Yifei Li's Website

Yifei Li

MSCS @ UBC | Vancouver, BC

A thorough analysis on a more generalized case of the Leetcode problem Median of Two Sorted Arrays.

You are given two sorted arrays (A and B) and a positive integer k. Design an algorithm for computing the kth smallest element in an array consisting of the elements of the initial two arrays arranged in sorted order. Array elements may be duplicated within and across the input arrays.

(from EPI 24.15)

The brute-force solution is to first combine the two sorted arrays into one sorted array and access the kth element. The time complexity is O(n).

However, we can think of finding kth smallest in the combined array as finding xth smallest in A and (k-x)th smallest B. “Finding an element in a sorted array” can usually be done by a binary search with time complexity $O(logn)$. The next step is to find a way to adjust the binary search conditions.

I’ll explain with a concrete example as follows.
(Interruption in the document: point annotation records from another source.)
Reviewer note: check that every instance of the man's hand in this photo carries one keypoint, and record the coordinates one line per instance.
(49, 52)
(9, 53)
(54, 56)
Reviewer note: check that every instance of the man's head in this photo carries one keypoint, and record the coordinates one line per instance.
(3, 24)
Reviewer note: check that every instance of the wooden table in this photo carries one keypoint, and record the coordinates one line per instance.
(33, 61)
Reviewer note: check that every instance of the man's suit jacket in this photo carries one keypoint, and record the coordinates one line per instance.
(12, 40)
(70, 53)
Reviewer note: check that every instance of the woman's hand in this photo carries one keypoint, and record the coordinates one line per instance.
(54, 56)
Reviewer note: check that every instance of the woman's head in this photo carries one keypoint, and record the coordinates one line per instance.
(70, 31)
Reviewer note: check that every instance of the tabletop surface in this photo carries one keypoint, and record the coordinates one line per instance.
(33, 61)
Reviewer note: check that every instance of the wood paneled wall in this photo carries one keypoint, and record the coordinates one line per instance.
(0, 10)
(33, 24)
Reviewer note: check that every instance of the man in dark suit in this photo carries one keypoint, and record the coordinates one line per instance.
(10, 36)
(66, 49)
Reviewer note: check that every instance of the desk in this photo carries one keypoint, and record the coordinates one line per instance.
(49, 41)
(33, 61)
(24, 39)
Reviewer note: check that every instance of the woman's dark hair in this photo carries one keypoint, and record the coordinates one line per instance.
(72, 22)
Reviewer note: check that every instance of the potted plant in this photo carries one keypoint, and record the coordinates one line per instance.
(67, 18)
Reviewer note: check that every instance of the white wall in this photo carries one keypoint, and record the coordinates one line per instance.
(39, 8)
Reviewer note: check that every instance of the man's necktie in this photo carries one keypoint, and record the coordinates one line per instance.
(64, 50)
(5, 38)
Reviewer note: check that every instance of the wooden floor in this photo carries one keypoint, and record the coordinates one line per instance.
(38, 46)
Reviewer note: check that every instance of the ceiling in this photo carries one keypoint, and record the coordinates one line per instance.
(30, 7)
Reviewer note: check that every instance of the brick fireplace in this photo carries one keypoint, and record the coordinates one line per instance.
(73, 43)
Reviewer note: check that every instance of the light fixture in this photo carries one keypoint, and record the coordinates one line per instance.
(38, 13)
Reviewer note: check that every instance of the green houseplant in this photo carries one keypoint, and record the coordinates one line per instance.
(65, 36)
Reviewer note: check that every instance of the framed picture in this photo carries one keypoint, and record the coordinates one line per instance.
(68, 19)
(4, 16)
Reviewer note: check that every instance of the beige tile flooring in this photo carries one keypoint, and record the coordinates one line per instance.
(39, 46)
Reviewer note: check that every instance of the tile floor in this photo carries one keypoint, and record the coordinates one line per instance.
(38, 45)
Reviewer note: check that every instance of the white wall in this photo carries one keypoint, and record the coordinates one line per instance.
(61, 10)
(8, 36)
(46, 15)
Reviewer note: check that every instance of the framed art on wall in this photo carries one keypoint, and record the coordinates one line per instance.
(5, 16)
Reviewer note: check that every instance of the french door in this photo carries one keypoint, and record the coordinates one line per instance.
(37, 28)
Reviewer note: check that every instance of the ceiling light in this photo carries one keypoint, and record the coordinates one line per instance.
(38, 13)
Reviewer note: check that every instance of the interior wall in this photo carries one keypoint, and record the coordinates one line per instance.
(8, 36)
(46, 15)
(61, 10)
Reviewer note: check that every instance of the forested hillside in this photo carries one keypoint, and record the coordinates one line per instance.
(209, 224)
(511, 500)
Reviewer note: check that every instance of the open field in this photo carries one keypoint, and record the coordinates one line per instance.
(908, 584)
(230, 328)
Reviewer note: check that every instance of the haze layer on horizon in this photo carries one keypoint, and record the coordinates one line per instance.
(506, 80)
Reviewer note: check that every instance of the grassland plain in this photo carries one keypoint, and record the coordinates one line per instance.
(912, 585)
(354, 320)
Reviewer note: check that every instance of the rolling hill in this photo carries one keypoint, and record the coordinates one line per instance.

Given two arrays A and B, the sorted combined array is C. When k is set to be 7, x is 4 and $k-x$ is 3, correspond to 8 and 7 (noted with red underline). arrays To make sure 7 and 8 are the (k-1)th and kth smallest elements in the combined array, we need to make sure all the elements come after 8 in C are larger than or equal to 7&8. We don’t have to compare 7 with 10&11 since they come from the same array. Same thing with 8 and 15. However, we do need to check if $8<=10$ and $7<=15$, i.e. we need to check whether $$A[x-1]<=B[k-x]$$ $$B[k-x-1]<=A[x]$$ equations

Now we have the condition checks, we still need to figure out what are the left bound and right bound we should start with to find x. By definition, we can search in the interval [0, k]. However, we also need to make sure all the elements we check during the binary search are within the bound of A and B respectively. Let the length of A be m and length of B be n, we want to make sure:

$0<=k-x<=n$. When $x==0$ and $k>n$, this requirement is broken. Therefore, we want to set the lower bound of x to be $k-n$ if $k-n>0$ so that $0<=k-(k-n)<=n$. Therefore the lower bound of x should be: max(0, k-len(B))
$0<=x<=m$. When $k=x$ and $k>m$, this requirement is broken. Therefore, we want to set the upper bound of x to be $m$ if $k>m$. Therefore the upper bound of x should be: min(len(A), k).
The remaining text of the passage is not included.